Inflammation and immune dysfunction in Parkinson disease

Abstract

Parkinson disease (PD) is a progressive neurodegenerative disease that affects peripheral organs as well as the central nervous system and involves a fundamental role of neuroinflammation in its pathophysiology. Neurohistological and neuroimaging studies support the presence of ongoing and end-stage neuroinflammatory processes in PD. Moreover, numerous studies of peripheral blood and cerebrospinal fluid from patients with PD suggest alterations in markers of inflammation and immune cell populations that could initiate or exacerbate neuroinflammation and perpetuate the neurodegenerative process. A number of disease genes and risk factors have been identified as modulators of immune function in PD and evidence is mounting for a role of viral or bacterial exposure, pesticides and alterations in gut microbiota in disease pathogenesis. This has led to the hypothesis that complex gene-by-environment interactions combine with an ageing immune system to create the 'perfect storm' that enables the development and progression of PD. We discuss the evidence for this hypothesis and opportunities to harness the emerging immunological knowledge from patients with PD to create better preclinical models with the long-term goal of enabling earlier identification of at-risk individuals to prevent, delay and more effectively treat the disease.

Fig. 1. Immune cell ageing interacts with genetic and environmental stressors to accelerate PD pathology.

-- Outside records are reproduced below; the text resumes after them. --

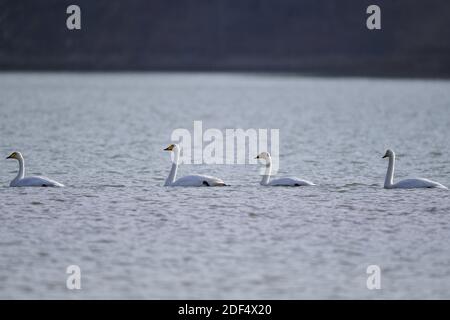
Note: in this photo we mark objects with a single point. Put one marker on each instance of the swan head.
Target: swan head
(15, 155)
(172, 147)
(263, 155)
(389, 153)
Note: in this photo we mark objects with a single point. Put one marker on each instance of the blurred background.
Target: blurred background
(325, 37)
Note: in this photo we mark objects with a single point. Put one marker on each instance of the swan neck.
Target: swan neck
(21, 173)
(389, 181)
(173, 171)
(267, 172)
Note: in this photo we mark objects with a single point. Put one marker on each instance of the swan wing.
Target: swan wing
(199, 181)
(293, 182)
(36, 181)
(418, 183)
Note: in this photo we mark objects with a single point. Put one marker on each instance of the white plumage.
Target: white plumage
(33, 181)
(407, 183)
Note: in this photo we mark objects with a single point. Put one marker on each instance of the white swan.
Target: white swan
(34, 181)
(407, 183)
(293, 182)
(191, 180)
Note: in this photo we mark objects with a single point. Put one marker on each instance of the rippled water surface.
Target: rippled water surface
(102, 135)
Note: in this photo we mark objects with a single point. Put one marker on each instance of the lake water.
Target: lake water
(102, 135)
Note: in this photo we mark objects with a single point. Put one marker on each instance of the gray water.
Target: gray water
(102, 135)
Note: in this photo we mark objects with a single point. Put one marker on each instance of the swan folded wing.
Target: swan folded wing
(418, 183)
(36, 181)
(199, 181)
(294, 182)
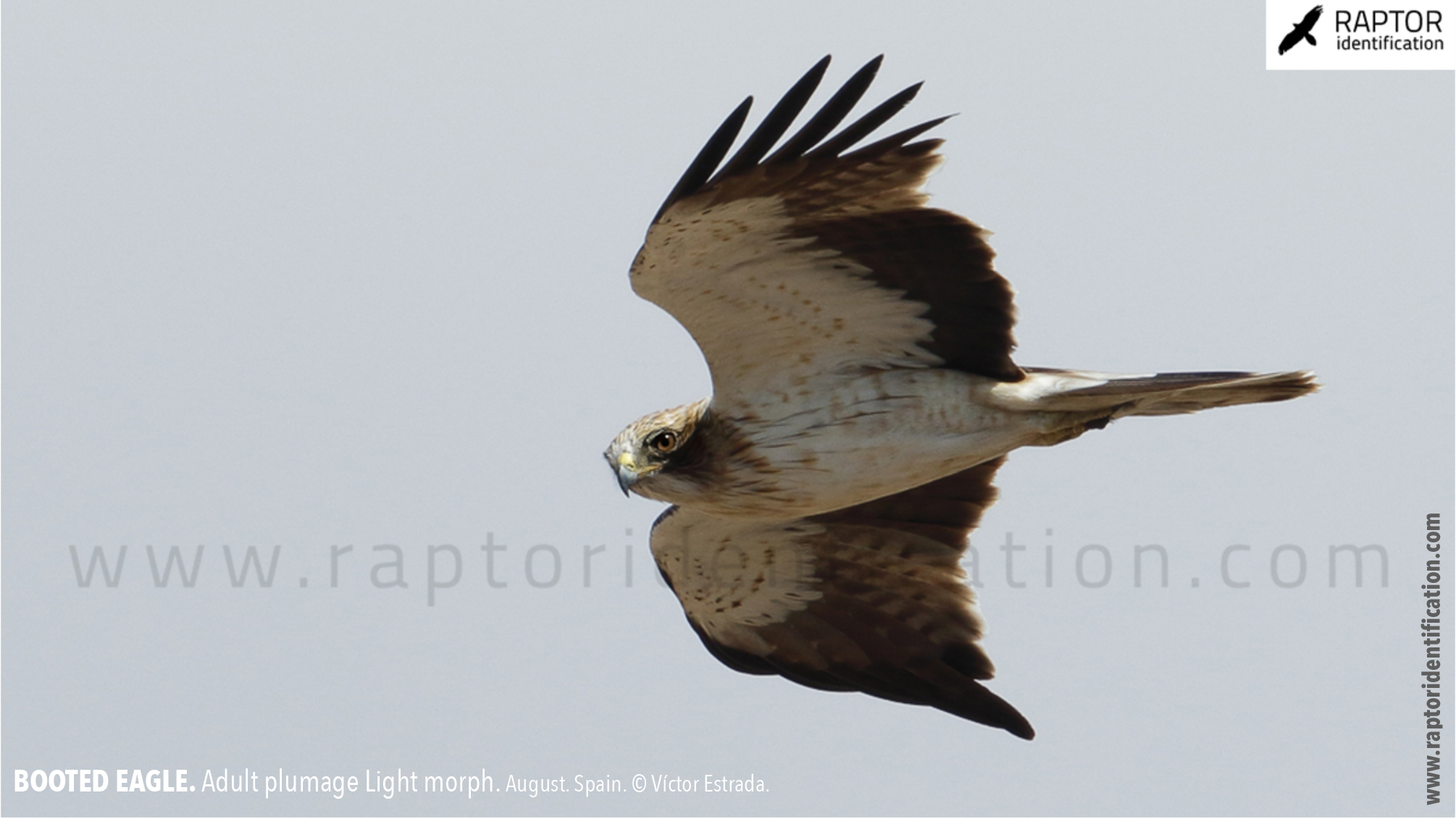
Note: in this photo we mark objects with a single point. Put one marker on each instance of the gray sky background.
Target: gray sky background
(322, 274)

Although primarily considered a motor-related disorder, Parkinson disease (PD) affects multiple systems, and patients commonly present with accompanying non-motor symptoms, which often start in the prodromal phase. The concept of prodromal PD is supported by the Braak theory (blue box), in which Lewy body pathologies begin in the periphery and olfactory bulb and advance to the brainstem and towards higher brain centres following a predictable caudal-rostral pattern. During the prodromal stage, when neuronal dysfunction begins, a combination of factors, from an ageing immune system, genes and environment, can create the perfect storm to enable the development and progression of PD pathogenesis. Age-associated alterations in the immune system include immunosenescence and inflammageing as well as an impaired adaptive immune system defined by a decline in naive T cells and B cells and memory cell accumulation and a reduction in T cell receptor and B cell receptor diversity and sensitivity to stimuli^–. These deficiencies contribute to an increase in susceptibility to infection and a type of age-acquired autoimmunity where autoantibodies may begin to appear. There are now multiple lines of evidence that suggest a relationship between environmental stressors, including viral and bacterial exposures, pesticides, diet, and alterations in gut microbiota, and the increased risk of developing PD. T_reg cell, regulatory T cell.

Fig. 2. Inflammatory manifestations in PD.

The figure highlights inflammatory manifestations that have been identified in patients with Parkinson disease (PD). Intestinal dysbiosis and inflammation (step 1), increases in levels of circulating pro-inflammatory cytokines (step 2), innate and adaptive immune cell activation and changes in frequency (step 3), blood–brain barrier permeability and peripheral immune cell infiltration of the central nervous system (step 4) and neuroinflammation (step 5) are hallmarks of a pro-inflammatory immune phenotype in PD. ROS, reactive oxygen species.